It’s a concept that’s been around for over 100 years, but it’s only recently that the idea of an electric car has really taken off. With a greater focus on protecting our environment, as well as the day to day cost benefits of an electric powertrain, the electric car is making waves in the motoring industry, with more companies focusing their energy into developing desirable electric vehicles.
In this article, we take a look at how electric cars have evolved through time and how they compare to their petrol and diesel compatriots as more members of the public make the change.
The history of electric cars
The first electric vehicle hit the roads way back in the 1800s when innovators from the Netherlands, Hungary and the United States toyed with the idea of a battery-powered vehicle. They created small-scale electric cars, but it took until the second half of the 19th century before French and English inventors produced the first practical electric vehicles.
Electric cars quickly became popular with the public thanks to their relevant simplicity to drive and their quiet nature; they were perfect for short trips in the city. Thomas Edison worked to develop better batteries for electric vehicles and in 1901, the world’s first hybrid electric car was invented.
When crude oil became cheaper in 1920, there was a decline in electric vehicles, but fast forward to the 1990s and environmental regulations brought renewed interest to the models. With a green future becoming a main objective amongst the world’s leaders, it’s anticipated that by 2040 electric cars will account for a third of global sales. In the UK, ministers have been informed that most new cars would need to be electric by 2030 and, with fully autonomous cars due to be rolled out in the coming years, the industry is well on its way to hitting this target, especially as motoring giants are producing more and more electric versions of their fleet.
How have electric cars improved?
It’s said that electric vehicles are already changing the world — and this is only the beginning. The world is realising that we have to move away from a fossil fuel-driven economy towards one that is more sustainable as we attempt to bring a halt to climate change. Transportation can, and is, one area that must be focused on. In 2017, more than half of cars sold in Norway were electric, while China continues to lead the way in a market that keeps growing.

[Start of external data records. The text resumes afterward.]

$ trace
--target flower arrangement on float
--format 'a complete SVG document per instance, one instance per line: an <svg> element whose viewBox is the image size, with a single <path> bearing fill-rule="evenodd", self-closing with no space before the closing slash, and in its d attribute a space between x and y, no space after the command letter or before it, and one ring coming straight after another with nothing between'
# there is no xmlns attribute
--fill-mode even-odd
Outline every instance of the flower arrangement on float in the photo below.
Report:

In fact, with sales of electric cars rising each month, Volkswagen has announced a $10 billion investment in the country to develop relevant technology and has set out plans to manufacture 1.5 million electric vehicles by 2025. One of these vehicles will likely be the firm’s all-new electric Volkswagen Golf, which, based on the success of the regular Golf, should prove a popular choice for those considering the switch to an electric car.

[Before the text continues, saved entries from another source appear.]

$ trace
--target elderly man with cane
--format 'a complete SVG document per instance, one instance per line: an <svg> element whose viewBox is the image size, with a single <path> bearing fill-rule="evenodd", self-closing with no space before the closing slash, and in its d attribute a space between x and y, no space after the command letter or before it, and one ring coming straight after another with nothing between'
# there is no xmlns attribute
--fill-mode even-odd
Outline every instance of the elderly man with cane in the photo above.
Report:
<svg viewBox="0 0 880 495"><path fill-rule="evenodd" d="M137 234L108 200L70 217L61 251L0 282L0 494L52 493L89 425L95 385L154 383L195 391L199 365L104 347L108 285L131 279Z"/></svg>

Lithium-sulphur and solid-state devices are also in development to continue the improvement in the car’s battery life. Also, the number of charging points available in the UK is on the rise, quickly increasing by over 5,000 between 2016 and 2017. It’s these two developments that are leading the way in the electric car revolution.
And it’s not just the public’s vehicles that are witnessing such improvements. Spectators at the 2018 Goodwood Festival of Speed were treated to a record-breaking run as the VW ID R, fresh from breaking the record for the fastest run up the Pikes Peak international Hill Climb, smashed the official hill climb record for electric vehicles by 3.5 seconds. This, on top of the rise of the enthralling Formula E series, shows just how far these automobiles are coming.

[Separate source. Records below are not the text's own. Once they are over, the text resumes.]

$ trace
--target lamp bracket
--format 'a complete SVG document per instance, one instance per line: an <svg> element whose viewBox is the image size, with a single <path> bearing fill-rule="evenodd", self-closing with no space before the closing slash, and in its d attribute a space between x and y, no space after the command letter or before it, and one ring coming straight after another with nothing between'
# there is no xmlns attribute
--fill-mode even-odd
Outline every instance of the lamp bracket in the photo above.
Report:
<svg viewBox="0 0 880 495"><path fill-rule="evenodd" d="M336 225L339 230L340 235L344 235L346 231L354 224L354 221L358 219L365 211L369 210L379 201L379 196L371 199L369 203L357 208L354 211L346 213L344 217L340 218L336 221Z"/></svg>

How do they compare to petrol and diesel cars?
While electric cars are still seen to be more expensive than their petrol and diesel counterparts, that price is steadily falling. Thanks to rules that are being introduced to limit the kind of vehicles allowed into major cities, electric cars are becoming more mainstream.
Electric cars, since they have very few moving parts, in theory allow for fewer issues to arise. This means that on the whole, servicing your electric car should be cheaper than a petrol or diesel car. However, the range you achieve from an electric car, although increasing as batteries improve, isn’t as good as what you’d receive from a full tank of petrol or diesel.
Currently, aside from the environmental benefits, the type of driving you do is key to whether you choose petrol or electric for your next car. However, given time and with constant technological advancements you can expect the power and range of electric cars to improve, meaning the rise of the electric vehicle in the 21st century is one that looks like gaining even greater moment over the coming years.